“But how is it that companies are so far behind in adopting AI internally when we see how fast it’s going on the consumer side?”.
We hear this question all day long, and it’s just another episode in the long story of the consumerization of enterprise tools (Consumer AI in the enterprise: the usual story of IS consumerization): consumer tools and uses always end up arriving in the enterprise world with a delay, a delay due to the specificities of the business world, which requires tools and uses to be adapted, even if this means having to restrict them.
But of course, employees, and sometimes even managers, often don’t understand the slowness of this process. “All they have to do is install ChatGPT and that’s it, everybody knows it works, we use it every day”.
Well, no, it’s much more complicated than “just install ChatGPT”, and as everyone only has eyes for consumer AIs, I’d like to explain here how enterprise AIs are different, even if it means making things as simple as possible.
Enterprise AI vs. consumer AI
Consumer AI as we all know it is essentially aimed at improving the user experience, most often through conversational agents, and addresses tasks such as automation, answer retrieval and content generation.

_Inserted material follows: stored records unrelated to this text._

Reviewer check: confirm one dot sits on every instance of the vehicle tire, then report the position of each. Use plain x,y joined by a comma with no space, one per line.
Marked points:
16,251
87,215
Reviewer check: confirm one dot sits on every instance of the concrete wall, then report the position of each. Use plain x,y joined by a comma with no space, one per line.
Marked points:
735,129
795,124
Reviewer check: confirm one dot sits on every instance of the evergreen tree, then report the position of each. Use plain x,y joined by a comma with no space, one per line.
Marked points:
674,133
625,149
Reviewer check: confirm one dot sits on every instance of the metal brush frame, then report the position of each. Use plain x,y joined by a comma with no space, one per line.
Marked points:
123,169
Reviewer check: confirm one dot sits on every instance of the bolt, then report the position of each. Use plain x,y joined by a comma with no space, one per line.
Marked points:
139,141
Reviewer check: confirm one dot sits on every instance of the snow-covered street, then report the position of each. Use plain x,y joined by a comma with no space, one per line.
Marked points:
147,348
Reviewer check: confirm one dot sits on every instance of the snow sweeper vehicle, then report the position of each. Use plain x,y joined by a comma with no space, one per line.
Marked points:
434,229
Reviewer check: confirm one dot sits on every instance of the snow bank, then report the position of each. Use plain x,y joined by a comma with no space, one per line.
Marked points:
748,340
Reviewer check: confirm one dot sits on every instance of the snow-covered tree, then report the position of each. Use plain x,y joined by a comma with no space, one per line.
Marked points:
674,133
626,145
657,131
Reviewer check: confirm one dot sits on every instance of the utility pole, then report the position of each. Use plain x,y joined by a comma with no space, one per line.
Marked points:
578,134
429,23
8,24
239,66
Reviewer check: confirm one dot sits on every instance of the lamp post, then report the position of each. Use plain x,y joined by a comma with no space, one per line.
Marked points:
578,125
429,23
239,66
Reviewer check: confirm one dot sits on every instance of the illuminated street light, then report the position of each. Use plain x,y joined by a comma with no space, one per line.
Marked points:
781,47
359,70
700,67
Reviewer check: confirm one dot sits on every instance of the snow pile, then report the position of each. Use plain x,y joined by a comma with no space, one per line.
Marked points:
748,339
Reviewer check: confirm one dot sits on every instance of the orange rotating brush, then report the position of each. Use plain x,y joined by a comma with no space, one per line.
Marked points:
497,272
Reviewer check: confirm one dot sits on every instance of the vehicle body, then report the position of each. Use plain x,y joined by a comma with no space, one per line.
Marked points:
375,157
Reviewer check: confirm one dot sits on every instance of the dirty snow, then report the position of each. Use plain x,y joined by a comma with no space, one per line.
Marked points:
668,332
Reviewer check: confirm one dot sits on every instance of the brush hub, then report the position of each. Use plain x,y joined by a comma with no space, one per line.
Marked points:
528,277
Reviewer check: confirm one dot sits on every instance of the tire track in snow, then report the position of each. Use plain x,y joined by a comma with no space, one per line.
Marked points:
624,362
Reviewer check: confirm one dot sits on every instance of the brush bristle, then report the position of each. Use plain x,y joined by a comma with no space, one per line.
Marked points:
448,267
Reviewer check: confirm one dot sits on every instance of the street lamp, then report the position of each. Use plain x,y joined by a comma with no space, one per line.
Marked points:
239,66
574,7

It uses publicly available data and relies on generic models designed to operate on a large scale, without complex customization.
Enterprise AI, on the other hand, aims to optimize processes, automate complex tasks, improve decision-making and obtain answers to complex business questions. It uses data from the company and its internal applications, and is customized to meet the particular needs of each sector, company and business, with more sophisticated models adapted to the organization’s specificities.
This implies fundamental differences, which are also constraints.
Data scope
As mentioned above, one uses public data and the other corporate data.
On the face of it, this seems simple to understand and poses no major problems, whereas in fact the opposite is true, raising questions of silos, rights and governance.
Application silos: an obstacle to integrated AI
Public data on the web is aptly named: it’s everything that can be accessed online by anyone without the need to identify themselves. What’s more, they all obey standards that govern the way content is structured, presented and exchanged on the web.
In the enterprise, it’s the other way around: the internal landscape is made up of applications that host, process and communicate their data according to their own standards.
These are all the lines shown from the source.